Does anyone, like me, find the 'chase' of finding a sexual partner more thrilling than the, er, actual act of sex ? I'm curious, because for me the pre-sex (or not) fervour, like chatting up women on a date, catching someones eye or the anticipation of a possible 'result' is far more exciting (for wont of a better word) than getting down and dirty on a tiger skin rug by the fire. The actual 'act', for me, is usually somewhat a bit of a let down. Regardless of the unfortunate lady that I've seduced, enthusiastic or not, it's always the same.
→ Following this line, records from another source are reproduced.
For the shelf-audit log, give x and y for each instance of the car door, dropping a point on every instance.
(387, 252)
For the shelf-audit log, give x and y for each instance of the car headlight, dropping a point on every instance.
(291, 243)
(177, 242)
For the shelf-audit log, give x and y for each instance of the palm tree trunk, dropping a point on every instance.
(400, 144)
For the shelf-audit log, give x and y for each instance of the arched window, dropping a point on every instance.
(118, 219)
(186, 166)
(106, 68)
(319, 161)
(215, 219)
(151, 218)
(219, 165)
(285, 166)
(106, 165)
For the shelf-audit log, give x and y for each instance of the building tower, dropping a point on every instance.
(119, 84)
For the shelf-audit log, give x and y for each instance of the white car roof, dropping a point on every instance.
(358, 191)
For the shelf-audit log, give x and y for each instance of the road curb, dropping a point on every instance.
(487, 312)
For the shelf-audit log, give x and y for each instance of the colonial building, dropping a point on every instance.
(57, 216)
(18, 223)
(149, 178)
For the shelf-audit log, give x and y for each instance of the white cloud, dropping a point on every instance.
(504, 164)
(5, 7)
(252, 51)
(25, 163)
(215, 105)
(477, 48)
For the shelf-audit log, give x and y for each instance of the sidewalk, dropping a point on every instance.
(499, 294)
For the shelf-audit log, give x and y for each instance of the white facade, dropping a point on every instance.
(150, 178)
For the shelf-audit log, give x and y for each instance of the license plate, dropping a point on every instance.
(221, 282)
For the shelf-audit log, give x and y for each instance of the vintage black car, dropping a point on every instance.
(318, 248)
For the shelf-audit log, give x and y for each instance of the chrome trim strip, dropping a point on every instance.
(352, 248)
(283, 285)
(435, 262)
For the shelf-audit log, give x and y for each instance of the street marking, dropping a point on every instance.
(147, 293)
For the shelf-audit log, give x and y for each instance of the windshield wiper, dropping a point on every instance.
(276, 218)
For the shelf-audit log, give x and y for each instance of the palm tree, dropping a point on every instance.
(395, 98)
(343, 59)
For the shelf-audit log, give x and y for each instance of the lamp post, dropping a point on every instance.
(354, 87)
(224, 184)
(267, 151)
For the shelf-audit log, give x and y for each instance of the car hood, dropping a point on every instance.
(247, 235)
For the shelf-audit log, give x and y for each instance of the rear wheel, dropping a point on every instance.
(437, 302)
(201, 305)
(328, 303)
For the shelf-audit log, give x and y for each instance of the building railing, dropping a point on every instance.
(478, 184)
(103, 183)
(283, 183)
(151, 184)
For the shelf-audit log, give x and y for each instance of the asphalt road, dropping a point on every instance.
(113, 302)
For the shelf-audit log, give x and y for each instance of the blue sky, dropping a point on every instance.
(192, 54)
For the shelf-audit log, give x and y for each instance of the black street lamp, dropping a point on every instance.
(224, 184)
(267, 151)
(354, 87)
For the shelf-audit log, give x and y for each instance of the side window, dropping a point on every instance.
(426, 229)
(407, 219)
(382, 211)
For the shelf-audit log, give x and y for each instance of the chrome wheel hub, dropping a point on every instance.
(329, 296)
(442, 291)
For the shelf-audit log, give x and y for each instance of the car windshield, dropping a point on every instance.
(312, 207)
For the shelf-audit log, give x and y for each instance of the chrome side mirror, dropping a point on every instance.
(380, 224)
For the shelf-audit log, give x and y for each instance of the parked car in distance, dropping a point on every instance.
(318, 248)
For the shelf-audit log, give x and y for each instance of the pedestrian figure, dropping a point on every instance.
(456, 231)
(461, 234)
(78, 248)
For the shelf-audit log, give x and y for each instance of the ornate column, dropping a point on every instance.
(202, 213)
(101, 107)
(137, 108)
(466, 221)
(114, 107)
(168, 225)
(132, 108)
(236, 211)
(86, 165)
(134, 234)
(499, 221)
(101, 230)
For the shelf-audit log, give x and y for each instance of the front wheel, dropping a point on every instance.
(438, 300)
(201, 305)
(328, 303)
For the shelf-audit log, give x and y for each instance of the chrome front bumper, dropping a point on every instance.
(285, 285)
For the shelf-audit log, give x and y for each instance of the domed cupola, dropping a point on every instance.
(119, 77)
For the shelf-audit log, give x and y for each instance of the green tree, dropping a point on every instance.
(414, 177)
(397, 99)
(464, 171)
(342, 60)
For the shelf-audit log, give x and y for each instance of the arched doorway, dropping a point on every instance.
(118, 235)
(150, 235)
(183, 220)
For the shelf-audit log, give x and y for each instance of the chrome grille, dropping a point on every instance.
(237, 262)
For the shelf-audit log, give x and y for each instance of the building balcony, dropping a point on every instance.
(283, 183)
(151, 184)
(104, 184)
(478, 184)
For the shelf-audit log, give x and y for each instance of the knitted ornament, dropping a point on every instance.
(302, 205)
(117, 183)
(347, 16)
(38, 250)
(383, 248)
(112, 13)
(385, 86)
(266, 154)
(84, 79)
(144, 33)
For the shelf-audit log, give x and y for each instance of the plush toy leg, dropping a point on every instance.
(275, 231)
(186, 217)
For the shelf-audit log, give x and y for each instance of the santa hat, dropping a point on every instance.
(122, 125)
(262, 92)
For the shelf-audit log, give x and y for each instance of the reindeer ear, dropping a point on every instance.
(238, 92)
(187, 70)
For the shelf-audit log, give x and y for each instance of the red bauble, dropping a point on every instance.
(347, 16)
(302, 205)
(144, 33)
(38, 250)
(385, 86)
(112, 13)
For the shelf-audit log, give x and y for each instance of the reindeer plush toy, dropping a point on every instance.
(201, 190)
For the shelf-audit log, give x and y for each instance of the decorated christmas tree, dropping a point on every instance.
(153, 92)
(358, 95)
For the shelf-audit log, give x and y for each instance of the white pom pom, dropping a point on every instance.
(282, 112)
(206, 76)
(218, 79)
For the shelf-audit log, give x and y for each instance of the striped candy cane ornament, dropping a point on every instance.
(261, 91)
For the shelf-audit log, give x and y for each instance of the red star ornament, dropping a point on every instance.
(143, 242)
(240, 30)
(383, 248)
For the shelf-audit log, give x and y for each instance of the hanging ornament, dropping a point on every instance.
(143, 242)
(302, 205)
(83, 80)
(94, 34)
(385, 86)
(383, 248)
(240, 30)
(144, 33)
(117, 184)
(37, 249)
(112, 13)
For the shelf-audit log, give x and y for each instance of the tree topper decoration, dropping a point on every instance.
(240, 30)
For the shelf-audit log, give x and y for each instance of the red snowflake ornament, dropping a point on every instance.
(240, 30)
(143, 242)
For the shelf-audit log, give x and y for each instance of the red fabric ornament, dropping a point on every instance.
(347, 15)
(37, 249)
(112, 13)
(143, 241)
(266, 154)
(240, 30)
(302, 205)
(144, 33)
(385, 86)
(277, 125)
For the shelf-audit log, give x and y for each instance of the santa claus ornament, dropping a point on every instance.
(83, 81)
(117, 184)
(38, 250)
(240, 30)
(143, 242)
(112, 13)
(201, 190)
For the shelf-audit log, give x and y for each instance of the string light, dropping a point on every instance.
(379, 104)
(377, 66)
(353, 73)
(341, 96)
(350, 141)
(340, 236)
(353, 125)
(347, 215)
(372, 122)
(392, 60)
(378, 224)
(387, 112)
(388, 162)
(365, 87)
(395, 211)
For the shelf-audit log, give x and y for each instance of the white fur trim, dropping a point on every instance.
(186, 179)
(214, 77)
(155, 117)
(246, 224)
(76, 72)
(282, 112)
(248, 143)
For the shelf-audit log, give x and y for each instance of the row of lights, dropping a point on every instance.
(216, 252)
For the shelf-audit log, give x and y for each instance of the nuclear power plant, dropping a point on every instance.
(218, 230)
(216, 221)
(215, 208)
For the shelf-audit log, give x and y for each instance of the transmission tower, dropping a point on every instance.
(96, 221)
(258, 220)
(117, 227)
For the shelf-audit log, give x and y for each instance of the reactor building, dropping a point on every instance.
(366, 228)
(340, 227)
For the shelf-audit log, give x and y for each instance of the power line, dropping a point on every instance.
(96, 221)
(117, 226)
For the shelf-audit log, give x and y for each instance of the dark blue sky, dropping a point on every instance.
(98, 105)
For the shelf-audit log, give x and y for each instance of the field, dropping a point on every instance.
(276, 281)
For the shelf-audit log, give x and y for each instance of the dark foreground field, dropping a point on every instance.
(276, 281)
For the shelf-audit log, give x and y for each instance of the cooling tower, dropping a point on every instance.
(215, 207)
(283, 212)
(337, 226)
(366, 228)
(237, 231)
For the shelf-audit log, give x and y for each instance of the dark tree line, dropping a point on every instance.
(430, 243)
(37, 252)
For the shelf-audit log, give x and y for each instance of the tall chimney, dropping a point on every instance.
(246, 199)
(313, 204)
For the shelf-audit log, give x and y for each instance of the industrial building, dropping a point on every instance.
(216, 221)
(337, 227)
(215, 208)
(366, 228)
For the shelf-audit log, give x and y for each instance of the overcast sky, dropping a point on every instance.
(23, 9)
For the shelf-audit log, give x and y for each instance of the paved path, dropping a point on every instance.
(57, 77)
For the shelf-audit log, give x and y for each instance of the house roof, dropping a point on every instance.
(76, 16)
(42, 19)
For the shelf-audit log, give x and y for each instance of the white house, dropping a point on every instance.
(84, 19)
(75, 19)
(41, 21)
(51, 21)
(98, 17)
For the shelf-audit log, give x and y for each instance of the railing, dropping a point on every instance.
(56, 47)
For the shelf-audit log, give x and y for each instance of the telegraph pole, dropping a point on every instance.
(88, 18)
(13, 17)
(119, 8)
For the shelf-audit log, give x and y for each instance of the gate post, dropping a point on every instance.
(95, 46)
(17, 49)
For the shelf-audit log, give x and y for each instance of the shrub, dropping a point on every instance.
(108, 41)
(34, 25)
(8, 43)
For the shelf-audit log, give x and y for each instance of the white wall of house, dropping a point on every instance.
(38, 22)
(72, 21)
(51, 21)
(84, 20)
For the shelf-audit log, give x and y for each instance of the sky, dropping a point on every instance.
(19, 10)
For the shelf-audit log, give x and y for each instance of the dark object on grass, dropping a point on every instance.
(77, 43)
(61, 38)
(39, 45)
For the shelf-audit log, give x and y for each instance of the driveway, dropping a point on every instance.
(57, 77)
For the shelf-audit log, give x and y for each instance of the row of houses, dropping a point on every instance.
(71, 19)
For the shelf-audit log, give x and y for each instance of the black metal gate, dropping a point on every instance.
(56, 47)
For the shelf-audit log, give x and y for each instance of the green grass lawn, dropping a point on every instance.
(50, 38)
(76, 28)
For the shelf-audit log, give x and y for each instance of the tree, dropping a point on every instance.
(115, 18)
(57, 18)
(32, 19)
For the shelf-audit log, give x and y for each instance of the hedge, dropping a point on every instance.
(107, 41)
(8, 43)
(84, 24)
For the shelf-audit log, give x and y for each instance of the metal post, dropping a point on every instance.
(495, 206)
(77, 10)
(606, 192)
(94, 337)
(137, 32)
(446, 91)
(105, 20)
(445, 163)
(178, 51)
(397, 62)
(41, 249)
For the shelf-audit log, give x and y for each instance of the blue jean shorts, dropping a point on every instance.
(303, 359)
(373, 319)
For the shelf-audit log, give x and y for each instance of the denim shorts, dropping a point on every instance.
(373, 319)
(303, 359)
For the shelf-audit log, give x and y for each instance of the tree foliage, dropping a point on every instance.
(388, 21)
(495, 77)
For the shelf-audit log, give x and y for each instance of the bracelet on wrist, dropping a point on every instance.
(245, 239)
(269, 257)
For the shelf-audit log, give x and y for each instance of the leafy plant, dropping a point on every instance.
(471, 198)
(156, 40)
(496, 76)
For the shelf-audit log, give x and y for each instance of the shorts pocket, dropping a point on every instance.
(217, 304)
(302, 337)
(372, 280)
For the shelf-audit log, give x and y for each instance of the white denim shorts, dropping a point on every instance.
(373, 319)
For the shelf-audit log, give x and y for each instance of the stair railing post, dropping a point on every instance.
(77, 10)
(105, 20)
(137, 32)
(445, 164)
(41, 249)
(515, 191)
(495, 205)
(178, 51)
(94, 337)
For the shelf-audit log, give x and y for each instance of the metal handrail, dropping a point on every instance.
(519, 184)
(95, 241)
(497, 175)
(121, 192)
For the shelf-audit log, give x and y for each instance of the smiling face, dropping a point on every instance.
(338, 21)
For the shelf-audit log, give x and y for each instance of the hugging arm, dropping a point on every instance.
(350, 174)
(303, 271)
The adrenaline rush of meeting or charming a women, for me, is one of the most exciting things in my life, sad I know, except perhaps - reading a good book (not THE good book ( :wink: ) Sex is, except for a few times (usually on drugs) is 'never enough', and I almost instantly lose interest - sexually, not emotionally. It's like I expect something, or am waiting for something 'more' from the sexual act. Not to say that I've haven't experienced most, er (excuse my englishness), forms and varieties of sex, with beautiful, intelligent, challanging women, and others less so, but it always seems to be a full stop on the whole sordid escapade. Even with my ex-wife, who I had lusted after for years, adorded to the nth degree, was perfect physically, both 'spiritually' and emotionally, after the first few grots, the appeal faded away. Maybe I've been spoiled. Despite my distinctive 'averageness' of physical appeal and charm, I've always managed to do, well, quite well, in spite of being a reckless lardy mess.

Now I'm sure there are a multitude (or not) of psychological reasons for this, most of them will no doubt be damning to my personality, but I'd be interested in the numbers, the reasons, and any experiences. Is this just a normal facet of male sexuality, or am I one of the few amoungst the male of the species in this respect?

As an aside, I've always found women who are, lets say, sexually bland, far more attractive. The whole overt, heavily made up, skirts up to the hips, sexy underwear stuff, I find really quite off-putting. To my eternal shame, I actually laughed when an ex-girlfriend of mine dressed up for me in a french maids outfit. I'm always attracted to women in loose fitting jeans, sensible haircuts, and baggy jumpers. Unthreatening perhaps ? A lack of self-esteem ? I dunno.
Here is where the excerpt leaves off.